Take anti-terrorism laws. In many countries, they were passed swiftly after attacks—often under emotional duress, with minimal review. Years later, studies revealed these laws disproportionately targeted minorities, criminalized dissent, and empowered surveillance without improving actual security outcomes.

Or consider drug policy. Legislatures criminalized entire communities based on outdated fears, ignoring research on harm reduction, addiction, and mental health. Billions were spent. Millions were incarcerated. Public health outcomes worsened. Who bears responsibility for this legislative malpractice?

And yet, no legislative body is formally held to account. There is no legislative equivalent of the Food and Drug Administration. No global standard for peer-reviewed policy. No mandatory evaluation for laws passed in haste or on ideological grounds.

This must change.

If legislatures are to function as the pharmaceutical arms of the democratic state, they must adopt scientific and institutional safeguards:

  1. Legislation must be evidence-based. Every bill should include a diagnostic assessment: What problem does it solve? What are its causes? What alternative approaches exist? What empirical data supports this intervention?
  2. Laws must undergo pilot testing and review. Just as new drugs are tested in phases, major legislation should be implemented in trial jurisdictions or reviewed against simulations. Unexpected consequences must be documented and addressed.
  3. Independent policy review boards must be created. These should include economists, public health experts, sociologists, legal scholars, and affected communities. Their role: to review the potential impacts of legislation before and after passage.
  4. Sunset clauses and built-in audits must be standard. Every law should include a timeline for mandatory review. If it fails to meet its objectives or produces harm, it must be amended or repealed.
  5. Religious and ideological lawmaking must be flagged. Legislatures in pluralist societies must be constitutionally barred from enacting laws based solely on theological doctrine. Faith can inform conscience—not statute.
  6. Global certification of legislative quality should be introduced. Just as financial institutions receive credit ratings, legislatures should be evaluated on transparency, accountability, effectiveness, and empirical grounding. Poorly performing legislatures should face consequences: suspension from international democratic forums, disqualification from governance partnerships, and limitations in inter-parliamentary engagement.
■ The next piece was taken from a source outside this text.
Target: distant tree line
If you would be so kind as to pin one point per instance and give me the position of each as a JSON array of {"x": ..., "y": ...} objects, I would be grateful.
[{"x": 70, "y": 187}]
This is not utopian. It is survival.

In a world of climate breakdown, AI disruption, rising inequality, and creeping authoritarianism, the cost of bad law has never been higher. Parliaments that legislate without science are no better than quacks with scalpels. They invite revolt, radicalization, and institutional decay.

And the public knows it. Trust in legislative institutions is plummeting across the globe. Voter turnout is down. Young people are disengaging. Many citizens no longer believe that laws are made for their benefit—or based on reason. Instead, they see performance, ideology, and inertia.

This crisis of trust is not a communication failure. It is a performance failure. The cure is not public relations—it is reform.

It is time to re-medicalize our understanding of the legislature. To treat lawmaking as a science of collective well-being, not a pulpit for moral crusades. To remind lawmakers that their bills are not symbols, but treatments. They will succeed or fail. They will heal, or harm.

And just like medicine, legislation must be grounded in humility. No law is perfect. Every treatment has side effects. But if we test, monitor, and revise—if we build institutions of legislative oversight that are credible and independent—we can restore the public’s trust in the law.